A young actress recalls her childhood memories and her arrival in Quebec. As the story unfolds, she recounts her meeting with Julie Sirois, her best friend—a quebecoise who dies in an accident. Denying this reality, Talia will interrupt the story and change the course of her destiny by giving her role to Julie. But she soon discovers that sharing her life with others has risks, especially when it comes to uniting two cultures that everything dissociates. Autofiction where reality and freedom are scrambled, Me and You portrays a friendship that defies conventions and looks at the identity of the immigrant, posing the question : Do we acknowledge the Other for what he gives us, or for what he takes from us?

The structure of the play is interesting. Numbered cards are brought out to introduce each brief scene. The two girls meet in high school and become fast friends, but only after Talia (Mirian Katrib) has been taunted and ostracised by her classmates for being an immigrant. The horrors of high school are intensified. Talia is half Egyptian and half Greek/Italian.

The acting was impressive. Kathleen Stavert as Julie, the rock’n roll teenager from Laval was electric.

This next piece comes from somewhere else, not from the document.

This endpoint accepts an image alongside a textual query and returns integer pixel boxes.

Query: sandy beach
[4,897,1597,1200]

Although it is a short play, time passes quickly (in both senses) and we learn what life is like for Talia — confusing to say the least. After high school, she decides to become an actress, perhaps in the hope that assuming scripted roles will provide her with an identity, however temporary. Before long she announces to her mother that she now wants to be a revolutionary, so to get that out of her system, her mother brings her to an Egyptian community meeting where she is rudely denigrated by a young man for not speaking Arabic and for being a slut. Her mother overhears the conversation and is angry that her daughter didn’t tell him to go to hell, so they quickly leave. Katrib does a fine job switching from mother to daughter.

At one point, we overhear her mother on the phone to Egypt. For me this was really where the play took off. Not only is it difficult for immigrants to create a place for themselves in Quebec society, but the problems they have escaped from remain very real for them when they have left loved ones behind and hear of the horrors taking place but can do nothing. Although I belong to a minority in Québec, as a middleclass anglophone, I am not subjected to this painful reality. Of course I can watch news reports on the CBC or Aljazeera, or watch various YouTube videos about the war torn middle-east, but I can always turn the TV or computer off and forget about it.

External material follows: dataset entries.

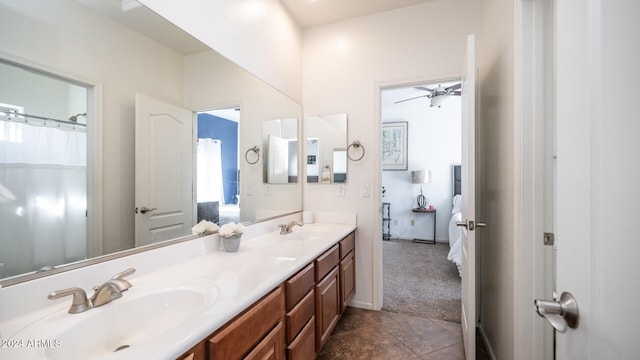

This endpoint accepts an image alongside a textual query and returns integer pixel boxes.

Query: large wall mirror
[0,0,302,285]
[306,114,348,184]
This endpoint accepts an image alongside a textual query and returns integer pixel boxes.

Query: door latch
[544,232,555,246]
[135,206,157,214]
[534,291,579,333]
[456,219,487,231]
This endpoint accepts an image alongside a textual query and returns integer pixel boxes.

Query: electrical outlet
[393,219,398,226]
[338,185,345,197]
[410,219,415,226]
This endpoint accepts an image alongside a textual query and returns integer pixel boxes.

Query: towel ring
[347,140,365,161]
[244,146,260,164]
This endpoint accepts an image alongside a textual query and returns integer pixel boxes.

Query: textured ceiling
[280,0,438,28]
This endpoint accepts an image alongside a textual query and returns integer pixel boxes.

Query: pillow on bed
[452,195,462,214]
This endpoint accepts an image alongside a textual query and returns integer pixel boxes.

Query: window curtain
[0,121,86,278]
[197,139,225,205]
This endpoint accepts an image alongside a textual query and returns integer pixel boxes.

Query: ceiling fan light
[429,95,450,107]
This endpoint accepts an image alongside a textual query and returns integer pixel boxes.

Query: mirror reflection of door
[262,118,298,184]
[267,134,289,183]
[196,107,239,226]
[332,149,347,183]
[306,138,320,183]
[0,60,89,278]
[135,94,193,247]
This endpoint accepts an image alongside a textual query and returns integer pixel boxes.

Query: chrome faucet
[47,268,135,314]
[278,221,303,234]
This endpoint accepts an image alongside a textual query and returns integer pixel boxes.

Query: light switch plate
[361,183,370,197]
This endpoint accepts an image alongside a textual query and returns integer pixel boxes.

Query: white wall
[139,0,303,103]
[303,0,480,309]
[381,91,461,242]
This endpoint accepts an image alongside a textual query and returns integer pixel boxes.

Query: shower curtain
[197,139,225,205]
[0,120,87,278]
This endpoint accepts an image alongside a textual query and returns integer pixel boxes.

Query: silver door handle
[534,291,579,333]
[138,206,157,214]
[456,220,486,231]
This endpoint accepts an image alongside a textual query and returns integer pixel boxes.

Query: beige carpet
[382,239,461,322]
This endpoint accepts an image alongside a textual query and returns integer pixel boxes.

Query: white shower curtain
[197,139,225,205]
[0,121,87,278]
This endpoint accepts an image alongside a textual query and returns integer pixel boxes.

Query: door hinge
[544,232,555,246]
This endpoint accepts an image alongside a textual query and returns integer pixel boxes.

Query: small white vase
[222,234,242,252]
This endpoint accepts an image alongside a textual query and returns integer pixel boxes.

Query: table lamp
[411,169,432,209]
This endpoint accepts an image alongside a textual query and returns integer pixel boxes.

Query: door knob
[138,206,157,214]
[534,291,579,333]
[456,220,486,231]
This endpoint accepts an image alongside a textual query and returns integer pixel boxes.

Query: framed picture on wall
[382,121,408,170]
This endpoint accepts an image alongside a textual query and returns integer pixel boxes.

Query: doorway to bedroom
[380,80,462,323]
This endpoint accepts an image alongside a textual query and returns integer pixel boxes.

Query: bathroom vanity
[0,216,356,360]
[178,231,356,360]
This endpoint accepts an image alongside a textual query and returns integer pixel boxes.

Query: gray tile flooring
[317,307,491,359]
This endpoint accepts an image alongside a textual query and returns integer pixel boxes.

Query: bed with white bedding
[448,194,463,277]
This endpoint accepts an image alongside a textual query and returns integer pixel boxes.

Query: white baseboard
[478,322,498,360]
[347,300,374,310]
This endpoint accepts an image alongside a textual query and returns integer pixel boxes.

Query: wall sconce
[411,170,432,209]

Nonetheless, it was a pleasant surprise to read a recent online article reporting that the Syrian refugees in Canada had organized a fund-raising campaign on Facebook. They wanted to help the people who had to flee from the ranging fires in Fort McMurray, in northern Alberta, near the Canadian tar sands. The Syrians said they understood exactly what it was like to suddenly lose their homes and wanted to do something in return for the help they had received from the people of Canada.

The sense of reconciliation Me and You suggests also merits comment. When we learn that Julie has died in a car crash, Talia quickly denies that this has happened. From that point on Sylvie inhabits part of Talia’s psyche, an idea which I think is well illustrated in the advertising poster shown above. The original French title is somewhat different: it emphasizes the opposition between self and other, yet the play collapses that seemingly unbreechable distance. What is remarkable is that all these various parts end up contributing to the construction of an identity — one that is not necessarily coherent. Perhaps it would be helpful to add that coherence may not be necessary.